El investigador Álvaro López Asensio publica un estudio, que incluye numerosas recetas, sobre la cocina de los hebreos que habitaron Sefarad en la Edad Media.
Álvaro López Asensio (Paracuellos de Jiloca, 1962) es uno de los principales investigadores sobre el pasado judío de nuestro país. Aunque haya centrado su objetivo principalmente en la comunidad judía de Calatayud, ahora llega a las librerías «La cocina de los judíos en Sefarad en la Edad Media» (Certeza), un libro que cabalga entre la historia y la gastronomía: bebe de fuentes históricas (procesos inquisitoriales) para explicar los platos y costumbres culinarias de los hebreos en el Medievo. E incluye 60 recetas. La obra se presenta el viernes en el palacio de Sástago de Zaragoza.
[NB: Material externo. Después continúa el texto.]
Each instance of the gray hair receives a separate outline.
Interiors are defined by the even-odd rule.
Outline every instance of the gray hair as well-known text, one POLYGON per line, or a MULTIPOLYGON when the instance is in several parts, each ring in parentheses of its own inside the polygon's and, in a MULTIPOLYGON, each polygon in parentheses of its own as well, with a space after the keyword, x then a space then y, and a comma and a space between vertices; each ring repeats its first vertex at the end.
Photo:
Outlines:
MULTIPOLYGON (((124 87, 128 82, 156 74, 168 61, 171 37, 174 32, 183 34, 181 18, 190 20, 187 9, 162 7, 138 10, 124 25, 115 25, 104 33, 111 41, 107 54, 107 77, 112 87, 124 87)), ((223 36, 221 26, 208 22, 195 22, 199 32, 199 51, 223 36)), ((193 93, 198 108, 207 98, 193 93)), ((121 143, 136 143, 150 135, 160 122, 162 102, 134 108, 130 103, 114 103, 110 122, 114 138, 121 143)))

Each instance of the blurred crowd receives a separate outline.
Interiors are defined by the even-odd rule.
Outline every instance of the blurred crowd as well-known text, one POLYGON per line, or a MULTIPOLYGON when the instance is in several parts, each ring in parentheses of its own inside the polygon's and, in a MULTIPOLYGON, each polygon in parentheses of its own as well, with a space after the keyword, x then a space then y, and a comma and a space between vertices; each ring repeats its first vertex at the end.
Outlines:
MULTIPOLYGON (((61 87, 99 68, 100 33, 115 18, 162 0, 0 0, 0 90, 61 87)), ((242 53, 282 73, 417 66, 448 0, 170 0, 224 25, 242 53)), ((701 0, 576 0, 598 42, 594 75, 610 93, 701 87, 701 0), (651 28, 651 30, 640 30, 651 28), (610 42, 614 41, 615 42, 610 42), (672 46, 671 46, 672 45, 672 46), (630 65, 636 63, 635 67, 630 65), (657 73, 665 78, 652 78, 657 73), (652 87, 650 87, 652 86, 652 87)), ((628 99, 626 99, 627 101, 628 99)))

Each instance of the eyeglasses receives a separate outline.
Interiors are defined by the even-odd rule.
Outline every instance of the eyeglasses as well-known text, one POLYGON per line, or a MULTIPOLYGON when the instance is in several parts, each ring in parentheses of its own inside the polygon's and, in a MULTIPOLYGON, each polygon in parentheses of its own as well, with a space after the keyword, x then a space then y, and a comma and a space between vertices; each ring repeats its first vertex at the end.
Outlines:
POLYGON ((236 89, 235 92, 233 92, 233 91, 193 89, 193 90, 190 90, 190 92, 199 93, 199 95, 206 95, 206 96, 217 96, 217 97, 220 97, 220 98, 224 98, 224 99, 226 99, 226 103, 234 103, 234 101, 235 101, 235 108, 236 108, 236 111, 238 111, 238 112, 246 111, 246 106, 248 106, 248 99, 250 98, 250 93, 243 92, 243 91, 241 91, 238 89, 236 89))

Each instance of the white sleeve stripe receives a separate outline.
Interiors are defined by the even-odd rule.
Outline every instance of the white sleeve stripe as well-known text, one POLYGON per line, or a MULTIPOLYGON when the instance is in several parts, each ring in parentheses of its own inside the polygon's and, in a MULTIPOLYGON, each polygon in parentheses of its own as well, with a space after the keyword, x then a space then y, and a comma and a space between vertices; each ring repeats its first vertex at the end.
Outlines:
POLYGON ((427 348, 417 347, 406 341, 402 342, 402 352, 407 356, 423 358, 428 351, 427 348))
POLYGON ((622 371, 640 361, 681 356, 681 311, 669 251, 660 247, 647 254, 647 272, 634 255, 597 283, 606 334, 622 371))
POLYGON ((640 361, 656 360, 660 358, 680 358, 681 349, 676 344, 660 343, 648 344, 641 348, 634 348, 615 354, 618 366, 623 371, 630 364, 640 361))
«Los procesos inquisitoriales son muy ricos en información» señala «. A mí me han servido para saber cuáles eran las costumbres culinarias de los judíos en su vida cotidiana y, sobre todo, en las grandes celebraciones de su ciclo vital: el nacimiento, la circuncisión, la boda o el velatorio. Y también en sus fiestas religiosas, el «sabbat», la Pascua, el Año Nuevo…».
El libro permite saber a ciencia cierta qué alimentos usaban y cómo los preparaban los judíos en la Edad Media. Y en eso es absolutamente pionero. Hay publicaciones sobre la cocina sefardí pero ninguna sobre la cocina judía antigua en España. Aunque el historiador matiza que «es erróneo hablar de una cocina propiamente judía porque, en realidad, estaba influida también por ingredientes y tradiciones anteriores, hispanorromanas y musulmanas».
Hay peculiaridades, eso sí. No comían cerdo, carne con grasas ni sangre. Tampoco el nervio ciático de la pierna, huevos con manchas o defectos, o peces sin escamas. No usaban, lógicamente, alimentos como la patata o el tomate, que llegaron a España tras el descubrimiento de América, y que sí aparecen en los recetarios sefardíes posteriores a la expulsión.
La suya era, también, una cocina ingeniosa, que solventaba dificultades como la prohibición de emplear cualquier tipo de levadura durante la Pascua judía, sustituyéndola en los postres por clara de huevo batida. En realidad, como cualquier cultura, cocinaban lo que tenían más a mano, y en lo que más se diferenciaban de los cristianos era en los postres, donde se notaba la influencia de los contactos con la cultura musulmana. Todas las juderías, por pequeñas que fueran, tenían su propio macelo (matadero) y carnicería, donde el rabino garantizaba que los productos que salían de allí eran «kosher», que habían cumplido los preceptos. Las aves se podían desangrar y matar en casa, no así los animales grandes, corderos y vacas, que debían ser sacrificados en el macelo.
El cocido… no tan madrileño
El libro tiene infinidad de datos curiosos y, dada su temática, sabrosos. Navegar por sus recetas es una delicia: hamín, huevos haminados, habas con pimienta y sal, berzas con queso, albondaquillas tabaheras, tripillas de ternero, morçao de carnera o queso brullo. Y postres como rosquetas, alcahalillas, turradillos y almendolas.
Cuando los cristianos «adoptaron» el plato, para eludir las sospechas de la Inquisición sustituyeron las carnes que empleaban los hebreos por cerdo y sus derivados, pero el cocido, en esencia, es el mismo. Quién sabe, quizá la creencia popular de que está más sabroso al día siguiente de ser cocinado derive de las horas de espera que pasaba el puchero al lado de las brasas.
«Otra delicia gastronómica que tiene origen judío son las torrijas», añade López Asensio. Ellos las llamaban arrucaques. Como no usaban levaduras, para hacerlas empleaban pan ácimo, que partían por la mitad, rebozaban en huevo y freían. Luego le echaban miel y canela. Los hacían en la Semana de Pascua judía y, como coincidía con la de los cristianos, estos últimos, al tomar la receta, y también para eludir a la Inquisición, cambiaron el pan ácimo por pan normal e introdujeron la leche. Así, a quien consumía ese postre no lo podían acusar de judaizante».